A principal consultant from JANA Investment Advisers has left to become a partner and portfolio manager in a start-up Australasian venture capital firm.

Alistair McCreadie has left JANA after three-and-a-half years as a hedge funds and fixed interest principal, to build Melbourne-based venture capital firm RedFire Investments. As one of four partners who jointly own the business, McCreadie said his specific responsibilities will fall to managing the investment portfolio, but as it is still only early days, the four partners are “doing a bit of everything”. McCreadie joined RedFire as a partner in October – three months after it was founded. He resigned from JANA in February but has been working out a notice period until his departure last fortnight.
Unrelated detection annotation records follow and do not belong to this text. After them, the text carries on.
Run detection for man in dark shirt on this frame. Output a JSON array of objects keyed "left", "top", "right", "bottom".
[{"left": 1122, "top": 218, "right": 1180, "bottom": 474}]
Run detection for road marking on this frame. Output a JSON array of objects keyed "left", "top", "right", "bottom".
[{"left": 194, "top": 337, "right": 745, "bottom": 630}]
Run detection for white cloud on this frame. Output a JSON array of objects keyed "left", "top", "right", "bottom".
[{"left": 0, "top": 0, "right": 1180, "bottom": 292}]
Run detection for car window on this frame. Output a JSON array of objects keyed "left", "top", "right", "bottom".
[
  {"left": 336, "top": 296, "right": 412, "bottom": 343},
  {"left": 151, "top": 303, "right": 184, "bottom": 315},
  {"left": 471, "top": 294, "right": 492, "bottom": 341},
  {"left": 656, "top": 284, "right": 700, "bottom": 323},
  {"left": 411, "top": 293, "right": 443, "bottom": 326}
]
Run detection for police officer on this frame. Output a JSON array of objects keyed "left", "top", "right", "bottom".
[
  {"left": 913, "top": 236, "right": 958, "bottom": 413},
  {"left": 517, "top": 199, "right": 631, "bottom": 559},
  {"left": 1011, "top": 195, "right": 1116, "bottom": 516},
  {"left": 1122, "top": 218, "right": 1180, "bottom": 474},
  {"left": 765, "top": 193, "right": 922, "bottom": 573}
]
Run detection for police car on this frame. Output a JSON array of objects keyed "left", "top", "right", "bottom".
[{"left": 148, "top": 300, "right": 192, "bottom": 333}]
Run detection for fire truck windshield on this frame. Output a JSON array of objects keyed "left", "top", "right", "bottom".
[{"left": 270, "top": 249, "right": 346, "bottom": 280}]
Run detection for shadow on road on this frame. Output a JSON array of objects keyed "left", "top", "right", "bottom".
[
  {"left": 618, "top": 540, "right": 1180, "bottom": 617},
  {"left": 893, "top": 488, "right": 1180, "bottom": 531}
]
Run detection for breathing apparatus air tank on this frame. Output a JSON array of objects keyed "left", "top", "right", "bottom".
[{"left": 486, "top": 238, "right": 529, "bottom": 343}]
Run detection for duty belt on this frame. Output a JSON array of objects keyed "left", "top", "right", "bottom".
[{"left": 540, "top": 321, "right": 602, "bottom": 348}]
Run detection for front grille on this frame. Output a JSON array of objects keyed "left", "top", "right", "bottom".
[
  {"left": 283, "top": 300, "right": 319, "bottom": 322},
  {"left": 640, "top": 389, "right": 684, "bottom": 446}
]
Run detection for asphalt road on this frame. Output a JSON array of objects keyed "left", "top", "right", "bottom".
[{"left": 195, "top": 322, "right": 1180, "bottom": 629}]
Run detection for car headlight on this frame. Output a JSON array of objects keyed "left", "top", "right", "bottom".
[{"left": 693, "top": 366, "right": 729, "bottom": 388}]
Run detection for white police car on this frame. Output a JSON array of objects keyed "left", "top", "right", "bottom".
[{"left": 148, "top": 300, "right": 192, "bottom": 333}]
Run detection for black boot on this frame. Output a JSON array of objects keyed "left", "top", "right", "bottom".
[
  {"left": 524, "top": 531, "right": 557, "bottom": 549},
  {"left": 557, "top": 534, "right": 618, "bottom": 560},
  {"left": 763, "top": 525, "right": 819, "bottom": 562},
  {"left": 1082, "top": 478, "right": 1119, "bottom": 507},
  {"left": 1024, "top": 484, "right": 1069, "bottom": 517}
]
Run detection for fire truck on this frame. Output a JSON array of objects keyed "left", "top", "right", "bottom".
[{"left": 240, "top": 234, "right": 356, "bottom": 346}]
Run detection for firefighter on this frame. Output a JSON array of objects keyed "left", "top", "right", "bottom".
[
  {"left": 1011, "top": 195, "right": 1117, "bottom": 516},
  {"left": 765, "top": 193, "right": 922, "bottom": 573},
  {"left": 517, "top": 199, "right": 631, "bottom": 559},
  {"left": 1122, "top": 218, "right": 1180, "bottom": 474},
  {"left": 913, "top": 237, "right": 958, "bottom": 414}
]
The other three partners are Geoff Drucker, a director of strategic communications agency DYDX, Gordon Crosbie-Walsh, managing director of Webb Capital Markets, and Suren Chandrajit, who has experience in business start-ups. The former fixed interest funds and hedge funds principal consultant said he has been interested in private equity for some years, and it’s only grown over time. As for the recent move to RedFire, McCreadie said: “It was just a matter of, the time is right to make that change”. Prior to his JANA position, McCreadie had private equity experience as a senior analyst at ABN AMRO where he was involved in structuring the finances for leveraged buyouts. RedFire Investments is a venture capital firm “focussing on earlier stage businesses with a focus on environmental and technology businesses”, McCreadie said. He described it as “;an Australasian company…a key part of the strategy is to develop the Asia focus”. RedFire already has an office in Singapore. The Asia presence would encourage not only a bigger pool of capital to fund businesses, but also provided a platform for the businesses backed by RedFire to move into Asia – a deliberate difference from the more traditional business expansion focus into the United States. McCreadie was in the process of putting together the first fund for institutional investors, with an expected launch about three months away. In the meantime, shareholders – both Australian and Asian-based – have funded the investments to date. JANA has not yet replaced McCreadie, according to executive director John Coombe.